Seine Geschichten schlendern über Westfälische Wochenmärkte, auf denen elegant frisierte Damen den Champignons auch nur vor die Köpfe schauen können. Sie klettern auf Tessiner Almwiesen, wo aus übel riechenden Ziegen duftende Lebensmittel extrahiert werden. Sie machen Rast in Parkanlagen, in denen hochbegabte Gören ihren dummen Müttern erläutern, warum Flamingos erst nach brutaler Beinamputation und anschließender Blutwäsche rosa werden.
Bei der Lektüre von Fritz Eckengas neuem Geschichten- und Gedichteband erfährt der Leser, was ein sterbender Opel-Kadett und ein erstickender Tintenfisch gemein haben, wie man in vier Gedichtzeilen die Deutsche Integrationsdebatte über den Haufen reimt und wann der Dativ im Ruhrgebiet kein Ausnahmefall ist. Da der Autor in der Deutschen Meisterstadt zuhause ist, gibt er kernkompetent Auskunft darüber, dass man bei der Farbkombination Schwarzgelb nicht Schauriges wie »Bundesregierung«, sondern Schönes wie »Borussia« assoziieren darf.

Pressestimmen

»Komische Kurzweil verspricht Eckengas neues Werk, und das hält es auch. Am stärksten aber sind die Gedichte, die Eckenga einstreut. Denn in diesen Zeilen zeigt sich Eckengas beste Komik – fast wie bei Robert Gernhardt.« (Westfälischer Stadtanzeiger)

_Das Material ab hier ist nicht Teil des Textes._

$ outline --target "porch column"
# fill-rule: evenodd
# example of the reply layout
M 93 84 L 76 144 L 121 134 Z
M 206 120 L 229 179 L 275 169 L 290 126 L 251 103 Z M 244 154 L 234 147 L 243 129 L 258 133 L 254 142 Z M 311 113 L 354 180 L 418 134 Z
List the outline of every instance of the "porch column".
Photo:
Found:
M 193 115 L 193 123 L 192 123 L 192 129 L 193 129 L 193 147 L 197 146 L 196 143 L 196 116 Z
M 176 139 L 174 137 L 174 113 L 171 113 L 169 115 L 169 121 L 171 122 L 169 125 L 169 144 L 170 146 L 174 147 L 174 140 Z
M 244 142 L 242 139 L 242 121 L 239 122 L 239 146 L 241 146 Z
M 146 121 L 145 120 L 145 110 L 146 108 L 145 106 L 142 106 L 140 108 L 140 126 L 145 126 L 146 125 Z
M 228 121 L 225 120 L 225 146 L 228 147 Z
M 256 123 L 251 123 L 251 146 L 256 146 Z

»Es gibt heimleuchtende Texte zum Valentinstag, zur Weltwirtschaftskrise und zur Kulturhauptstadtsprache Ruhrisch. Eckenga schreibt eben über alles. Und manchmal auch über allem.« (Westdeutsche Allgemeine)

»Eckenga zeigte sich als Dichter, der mittlerweile einem Vergleich mit dem großen Robert Gernhardt standhält.« (Soester Anzeiger)

»Zwischen die genialen Tiraden schleichen sich Fritz Eckengas Gedichte, die die Fans besonders mögen. Süffig gereimt und in Stahl gehärtet.« (Borkener Zeitung)

»Was tun mit dem Kamerad Mitmensch, der arg von der Hirnschmelze bedroht ist? Eckenga gewährt in lakonischem Ton Verbrauccherschutz in den Problemzonen Glaube, Liebe, Hoffnung. Eckenga kann alles am Stift.« (Süddeutsche Zeitung)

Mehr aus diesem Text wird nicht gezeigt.